Obviously though that doesn't always work. The most famous case of failure here would be Prop 1 in Austin, Texas. Both Uber and Lyft spent over $5 million trying to legalize their practice there. Ultimately though they were rejected by voters and left the city.
The question seems to assume that the only reason for business licensing and regulation by local governments is because of monopolistic cronyism.
Many of the licensing requirements for taxi companies is for the benefit of the local citizens (many require that they act certain ways in procuring business at airports, that they offer services to certain areas, that they offer services specifically for the disabled, etc). These requirements to do business in those regulated categories incur costs to the companies being regulated. The cities also generate revenue from the licensing (another cost to the companies).

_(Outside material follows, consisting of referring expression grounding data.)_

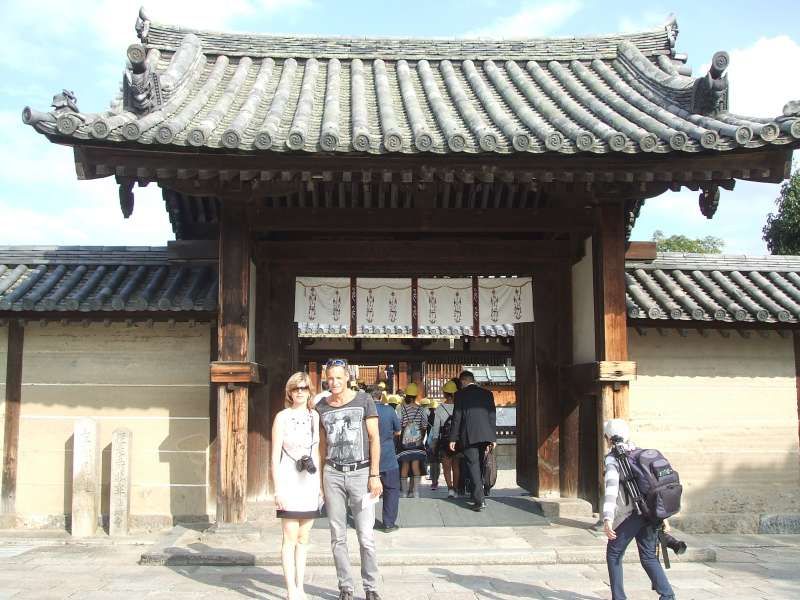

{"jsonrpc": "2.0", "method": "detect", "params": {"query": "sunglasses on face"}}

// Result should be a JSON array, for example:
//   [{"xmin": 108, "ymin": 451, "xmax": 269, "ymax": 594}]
[{"xmin": 291, "ymin": 386, "xmax": 310, "ymax": 393}]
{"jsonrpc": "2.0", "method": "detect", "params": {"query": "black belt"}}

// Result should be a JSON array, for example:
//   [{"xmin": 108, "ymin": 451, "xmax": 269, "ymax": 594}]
[{"xmin": 326, "ymin": 459, "xmax": 370, "ymax": 472}]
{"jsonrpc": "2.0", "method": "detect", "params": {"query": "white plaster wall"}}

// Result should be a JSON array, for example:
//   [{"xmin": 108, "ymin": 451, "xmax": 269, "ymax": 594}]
[
  {"xmin": 16, "ymin": 323, "xmax": 211, "ymax": 528},
  {"xmin": 572, "ymin": 238, "xmax": 596, "ymax": 364},
  {"xmin": 629, "ymin": 329, "xmax": 799, "ymax": 532}
]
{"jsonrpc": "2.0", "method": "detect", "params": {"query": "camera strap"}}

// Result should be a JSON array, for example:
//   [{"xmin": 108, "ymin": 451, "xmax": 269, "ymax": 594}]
[{"xmin": 281, "ymin": 410, "xmax": 315, "ymax": 463}]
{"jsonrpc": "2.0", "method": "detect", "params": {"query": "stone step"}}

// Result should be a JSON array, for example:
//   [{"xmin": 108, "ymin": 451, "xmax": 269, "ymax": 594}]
[{"xmin": 140, "ymin": 544, "xmax": 715, "ymax": 567}]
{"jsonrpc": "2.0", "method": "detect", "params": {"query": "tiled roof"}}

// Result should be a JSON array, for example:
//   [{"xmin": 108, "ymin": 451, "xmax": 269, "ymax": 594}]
[
  {"xmin": 21, "ymin": 13, "xmax": 800, "ymax": 156},
  {"xmin": 464, "ymin": 365, "xmax": 516, "ymax": 384},
  {"xmin": 0, "ymin": 247, "xmax": 216, "ymax": 313},
  {"xmin": 625, "ymin": 253, "xmax": 800, "ymax": 324},
  {"xmin": 2, "ymin": 248, "xmax": 800, "ymax": 327}
]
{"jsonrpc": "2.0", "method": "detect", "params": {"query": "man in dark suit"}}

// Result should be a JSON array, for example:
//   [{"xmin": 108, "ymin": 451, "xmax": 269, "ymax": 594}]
[{"xmin": 448, "ymin": 370, "xmax": 496, "ymax": 511}]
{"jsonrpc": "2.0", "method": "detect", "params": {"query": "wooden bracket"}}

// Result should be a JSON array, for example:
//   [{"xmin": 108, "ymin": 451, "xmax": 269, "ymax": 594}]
[
  {"xmin": 566, "ymin": 361, "xmax": 637, "ymax": 396},
  {"xmin": 210, "ymin": 361, "xmax": 264, "ymax": 384}
]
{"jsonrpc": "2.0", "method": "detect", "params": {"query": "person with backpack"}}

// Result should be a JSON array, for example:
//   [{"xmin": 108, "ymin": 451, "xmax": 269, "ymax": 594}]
[
  {"xmin": 396, "ymin": 383, "xmax": 428, "ymax": 498},
  {"xmin": 603, "ymin": 418, "xmax": 676, "ymax": 600},
  {"xmin": 433, "ymin": 380, "xmax": 458, "ymax": 497}
]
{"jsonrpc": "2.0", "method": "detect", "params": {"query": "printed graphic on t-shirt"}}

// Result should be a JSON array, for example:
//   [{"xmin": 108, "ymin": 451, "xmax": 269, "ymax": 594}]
[{"xmin": 321, "ymin": 406, "xmax": 366, "ymax": 463}]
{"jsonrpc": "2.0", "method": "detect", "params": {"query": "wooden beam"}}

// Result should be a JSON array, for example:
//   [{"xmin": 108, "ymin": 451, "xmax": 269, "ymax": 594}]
[
  {"xmin": 624, "ymin": 241, "xmax": 657, "ymax": 261},
  {"xmin": 2, "ymin": 321, "xmax": 23, "ymax": 515},
  {"xmin": 210, "ymin": 361, "xmax": 263, "ymax": 384},
  {"xmin": 258, "ymin": 240, "xmax": 573, "ymax": 266},
  {"xmin": 75, "ymin": 144, "xmax": 793, "ymax": 186},
  {"xmin": 215, "ymin": 201, "xmax": 250, "ymax": 524},
  {"xmin": 248, "ymin": 208, "xmax": 594, "ymax": 233}
]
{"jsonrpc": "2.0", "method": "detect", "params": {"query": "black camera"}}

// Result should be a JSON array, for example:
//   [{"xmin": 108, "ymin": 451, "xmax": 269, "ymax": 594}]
[
  {"xmin": 296, "ymin": 455, "xmax": 316, "ymax": 474},
  {"xmin": 660, "ymin": 531, "xmax": 687, "ymax": 555}
]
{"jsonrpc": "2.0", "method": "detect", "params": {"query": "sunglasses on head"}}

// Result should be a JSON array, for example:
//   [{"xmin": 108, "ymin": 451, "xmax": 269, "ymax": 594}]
[{"xmin": 325, "ymin": 358, "xmax": 348, "ymax": 368}]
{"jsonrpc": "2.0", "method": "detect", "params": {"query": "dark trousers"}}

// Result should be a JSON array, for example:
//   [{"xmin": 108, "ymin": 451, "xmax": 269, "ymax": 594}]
[
  {"xmin": 428, "ymin": 443, "xmax": 440, "ymax": 483},
  {"xmin": 606, "ymin": 514, "xmax": 674, "ymax": 600},
  {"xmin": 380, "ymin": 468, "xmax": 400, "ymax": 527},
  {"xmin": 462, "ymin": 443, "xmax": 489, "ymax": 505}
]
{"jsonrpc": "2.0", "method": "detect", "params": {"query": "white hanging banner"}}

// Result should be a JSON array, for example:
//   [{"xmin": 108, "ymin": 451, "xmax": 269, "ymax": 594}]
[
  {"xmin": 418, "ymin": 278, "xmax": 473, "ymax": 328},
  {"xmin": 295, "ymin": 277, "xmax": 351, "ymax": 327},
  {"xmin": 356, "ymin": 278, "xmax": 412, "ymax": 331},
  {"xmin": 478, "ymin": 277, "xmax": 533, "ymax": 325}
]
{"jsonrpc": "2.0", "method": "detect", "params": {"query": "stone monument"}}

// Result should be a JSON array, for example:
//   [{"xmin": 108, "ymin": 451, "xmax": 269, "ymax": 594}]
[
  {"xmin": 110, "ymin": 428, "xmax": 132, "ymax": 537},
  {"xmin": 71, "ymin": 418, "xmax": 99, "ymax": 537}
]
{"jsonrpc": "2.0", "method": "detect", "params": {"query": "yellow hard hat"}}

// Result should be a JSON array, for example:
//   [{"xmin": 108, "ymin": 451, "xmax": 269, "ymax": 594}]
[
  {"xmin": 429, "ymin": 399, "xmax": 440, "ymax": 409},
  {"xmin": 418, "ymin": 397, "xmax": 431, "ymax": 407},
  {"xmin": 386, "ymin": 394, "xmax": 401, "ymax": 405},
  {"xmin": 378, "ymin": 381, "xmax": 386, "ymax": 390},
  {"xmin": 404, "ymin": 382, "xmax": 419, "ymax": 397},
  {"xmin": 442, "ymin": 381, "xmax": 458, "ymax": 394}
]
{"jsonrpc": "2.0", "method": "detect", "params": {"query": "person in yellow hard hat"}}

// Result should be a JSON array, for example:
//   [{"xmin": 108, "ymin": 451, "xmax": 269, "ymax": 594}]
[
  {"xmin": 435, "ymin": 379, "xmax": 460, "ymax": 497},
  {"xmin": 396, "ymin": 382, "xmax": 428, "ymax": 498},
  {"xmin": 377, "ymin": 381, "xmax": 388, "ymax": 405}
]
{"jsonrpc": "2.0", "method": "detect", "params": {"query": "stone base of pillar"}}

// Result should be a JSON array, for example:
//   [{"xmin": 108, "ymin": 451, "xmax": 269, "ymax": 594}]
[
  {"xmin": 533, "ymin": 497, "xmax": 594, "ymax": 519},
  {"xmin": 202, "ymin": 521, "xmax": 261, "ymax": 544}
]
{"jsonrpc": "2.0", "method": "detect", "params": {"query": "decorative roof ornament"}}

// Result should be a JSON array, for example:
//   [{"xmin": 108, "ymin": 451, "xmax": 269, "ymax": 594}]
[
  {"xmin": 664, "ymin": 15, "xmax": 679, "ymax": 51},
  {"xmin": 135, "ymin": 6, "xmax": 150, "ymax": 42},
  {"xmin": 784, "ymin": 100, "xmax": 800, "ymax": 117},
  {"xmin": 123, "ymin": 43, "xmax": 163, "ymax": 114},
  {"xmin": 699, "ymin": 184, "xmax": 720, "ymax": 219},
  {"xmin": 691, "ymin": 51, "xmax": 728, "ymax": 116}
]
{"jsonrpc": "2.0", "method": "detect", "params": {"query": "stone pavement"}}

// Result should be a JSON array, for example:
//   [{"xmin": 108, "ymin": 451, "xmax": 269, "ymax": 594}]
[{"xmin": 1, "ymin": 536, "xmax": 799, "ymax": 599}]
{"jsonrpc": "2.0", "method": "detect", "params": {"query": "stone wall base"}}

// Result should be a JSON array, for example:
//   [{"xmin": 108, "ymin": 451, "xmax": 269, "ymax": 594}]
[{"xmin": 672, "ymin": 512, "xmax": 800, "ymax": 534}]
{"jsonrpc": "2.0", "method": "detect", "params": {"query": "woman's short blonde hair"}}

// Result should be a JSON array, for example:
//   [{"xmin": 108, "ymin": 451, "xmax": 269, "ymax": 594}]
[{"xmin": 285, "ymin": 371, "xmax": 316, "ymax": 409}]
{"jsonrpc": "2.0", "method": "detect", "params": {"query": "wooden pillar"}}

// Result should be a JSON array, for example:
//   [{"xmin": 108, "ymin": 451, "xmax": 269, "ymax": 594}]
[
  {"xmin": 216, "ymin": 202, "xmax": 251, "ymax": 524},
  {"xmin": 595, "ymin": 203, "xmax": 629, "ymax": 419},
  {"xmin": 556, "ymin": 265, "xmax": 577, "ymax": 498},
  {"xmin": 248, "ymin": 262, "xmax": 271, "ymax": 501},
  {"xmin": 208, "ymin": 324, "xmax": 218, "ymax": 510},
  {"xmin": 531, "ymin": 265, "xmax": 571, "ymax": 497},
  {"xmin": 514, "ymin": 322, "xmax": 536, "ymax": 492},
  {"xmin": 308, "ymin": 361, "xmax": 319, "ymax": 391},
  {"xmin": 259, "ymin": 265, "xmax": 296, "ymax": 496},
  {"xmin": 398, "ymin": 361, "xmax": 409, "ymax": 392},
  {"xmin": 593, "ymin": 202, "xmax": 630, "ymax": 505},
  {"xmin": 2, "ymin": 320, "xmax": 23, "ymax": 515}
]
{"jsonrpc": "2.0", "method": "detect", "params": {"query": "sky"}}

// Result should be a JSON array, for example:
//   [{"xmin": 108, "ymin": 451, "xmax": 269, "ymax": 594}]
[{"xmin": 1, "ymin": 0, "xmax": 798, "ymax": 254}]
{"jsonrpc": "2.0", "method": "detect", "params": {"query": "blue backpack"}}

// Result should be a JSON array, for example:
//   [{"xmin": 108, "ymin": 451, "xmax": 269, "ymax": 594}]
[{"xmin": 623, "ymin": 448, "xmax": 683, "ymax": 522}]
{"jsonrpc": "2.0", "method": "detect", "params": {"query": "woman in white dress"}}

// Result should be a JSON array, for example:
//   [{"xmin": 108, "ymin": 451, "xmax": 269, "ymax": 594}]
[{"xmin": 271, "ymin": 371, "xmax": 322, "ymax": 600}]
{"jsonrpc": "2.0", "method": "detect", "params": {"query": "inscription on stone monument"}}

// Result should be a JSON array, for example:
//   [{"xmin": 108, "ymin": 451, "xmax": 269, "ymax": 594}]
[
  {"xmin": 71, "ymin": 418, "xmax": 99, "ymax": 537},
  {"xmin": 110, "ymin": 428, "xmax": 132, "ymax": 537}
]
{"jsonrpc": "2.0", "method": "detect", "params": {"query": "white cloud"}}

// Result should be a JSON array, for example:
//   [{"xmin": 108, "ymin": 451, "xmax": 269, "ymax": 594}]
[
  {"xmin": 0, "ymin": 0, "xmax": 315, "ymax": 77},
  {"xmin": 0, "ymin": 184, "xmax": 173, "ymax": 246},
  {"xmin": 464, "ymin": 0, "xmax": 582, "ymax": 38},
  {"xmin": 725, "ymin": 36, "xmax": 800, "ymax": 117},
  {"xmin": 618, "ymin": 9, "xmax": 669, "ymax": 34},
  {"xmin": 0, "ymin": 110, "xmax": 173, "ymax": 246}
]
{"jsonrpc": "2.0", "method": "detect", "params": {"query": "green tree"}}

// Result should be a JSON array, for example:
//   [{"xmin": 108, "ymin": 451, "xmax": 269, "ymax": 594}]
[
  {"xmin": 652, "ymin": 230, "xmax": 725, "ymax": 253},
  {"xmin": 763, "ymin": 168, "xmax": 800, "ymax": 255}
]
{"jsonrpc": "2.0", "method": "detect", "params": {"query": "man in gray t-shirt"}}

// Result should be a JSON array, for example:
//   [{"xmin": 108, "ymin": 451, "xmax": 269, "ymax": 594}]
[
  {"xmin": 317, "ymin": 391, "xmax": 377, "ymax": 464},
  {"xmin": 316, "ymin": 361, "xmax": 382, "ymax": 600}
]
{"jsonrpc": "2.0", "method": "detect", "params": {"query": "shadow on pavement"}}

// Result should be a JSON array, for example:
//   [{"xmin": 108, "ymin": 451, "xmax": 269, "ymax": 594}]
[
  {"xmin": 165, "ymin": 544, "xmax": 338, "ymax": 599},
  {"xmin": 430, "ymin": 567, "xmax": 603, "ymax": 600}
]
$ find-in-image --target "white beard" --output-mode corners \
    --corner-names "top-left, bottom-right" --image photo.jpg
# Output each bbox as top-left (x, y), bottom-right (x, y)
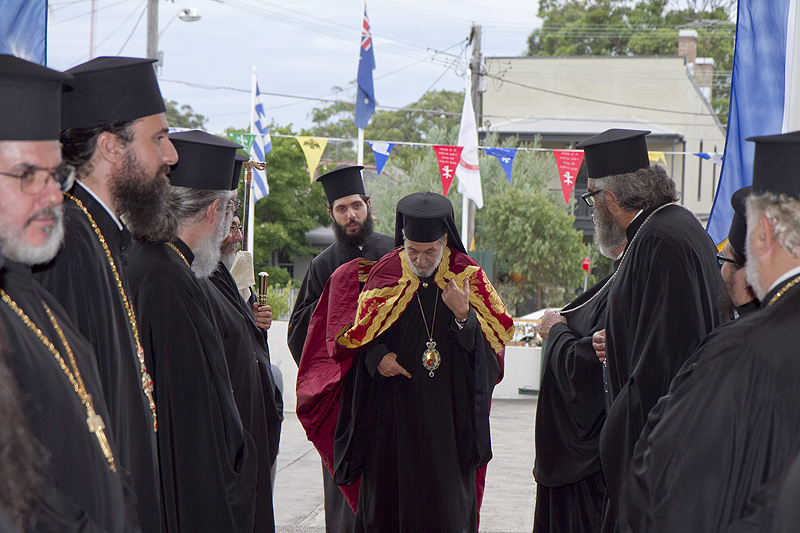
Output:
top-left (1, 206), bottom-right (65, 266)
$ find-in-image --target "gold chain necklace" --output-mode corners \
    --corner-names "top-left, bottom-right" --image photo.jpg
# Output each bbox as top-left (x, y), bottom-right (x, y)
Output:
top-left (166, 242), bottom-right (190, 267)
top-left (416, 289), bottom-right (440, 377)
top-left (767, 274), bottom-right (800, 307)
top-left (65, 193), bottom-right (157, 432)
top-left (1, 289), bottom-right (116, 472)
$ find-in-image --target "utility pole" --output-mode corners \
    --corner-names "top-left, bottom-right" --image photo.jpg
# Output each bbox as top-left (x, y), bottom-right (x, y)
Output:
top-left (146, 0), bottom-right (159, 67)
top-left (465, 23), bottom-right (482, 251)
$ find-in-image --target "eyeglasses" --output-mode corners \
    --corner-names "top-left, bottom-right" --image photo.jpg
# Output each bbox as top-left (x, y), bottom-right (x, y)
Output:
top-left (0, 163), bottom-right (76, 195)
top-left (227, 198), bottom-right (242, 212)
top-left (230, 224), bottom-right (243, 233)
top-left (581, 189), bottom-right (604, 207)
top-left (716, 250), bottom-right (738, 267)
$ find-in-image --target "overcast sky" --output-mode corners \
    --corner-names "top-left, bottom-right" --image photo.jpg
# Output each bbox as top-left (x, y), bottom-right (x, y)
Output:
top-left (46, 0), bottom-right (542, 134)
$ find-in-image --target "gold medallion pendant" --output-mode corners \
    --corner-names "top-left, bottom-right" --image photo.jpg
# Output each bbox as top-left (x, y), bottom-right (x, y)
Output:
top-left (422, 340), bottom-right (441, 377)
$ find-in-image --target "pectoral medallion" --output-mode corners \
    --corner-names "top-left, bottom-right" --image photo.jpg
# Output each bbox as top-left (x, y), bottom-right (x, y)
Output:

So, the established businesses have incurred significant costs and met regulatory standards, often for decades, and that is often a reason why they are not in favor a competitor coming in who does not have to meet those same expensive requirements that they did/do in order to compete in that marketplace.
It's not that the companies lobby to lock Uber out (might not be against it, per se), though that might be the net effect. They lobby to demand that the same standards that are imposed upon them be imposed on the new competitor.
But why can't Uber invest their money into convincing city governments into changing their regulations? Surely they have more cash to do so than individual taxi unions?
Maybe. But do they have more voters? Not only do taxi drivers have an incentive to vote against Uber, but other unions may join them. And unions are also a source of volunteers for political campaigns. Union influence in government is larger than most statistics can measure. In many places, being the clear anti-union candidate is a clear loss.
And it's not clear that they have more money. Taxi medallions cost a million dollars in New York City as recently as 2014. There are more than thirteen thousand medallions there alone. That's roughly as much as Uber has raised nationally.
Another issue is that taxi operators are local. So all their money is spent locally. Uber has to spread its lobbying out over multiple countries much less multiple cities.
But why can't Uber invest their money into convincing city governments into changing their regulations?
Because fundamentally Uber is in competition with the local government. The existing taxi system is a valuable revenue source for the governments, for doing practically nothing.
Uber fundamentally replaces or bypasses the government and connect service providers to customers.
When you take the governments candy away, they aren't going to be happy.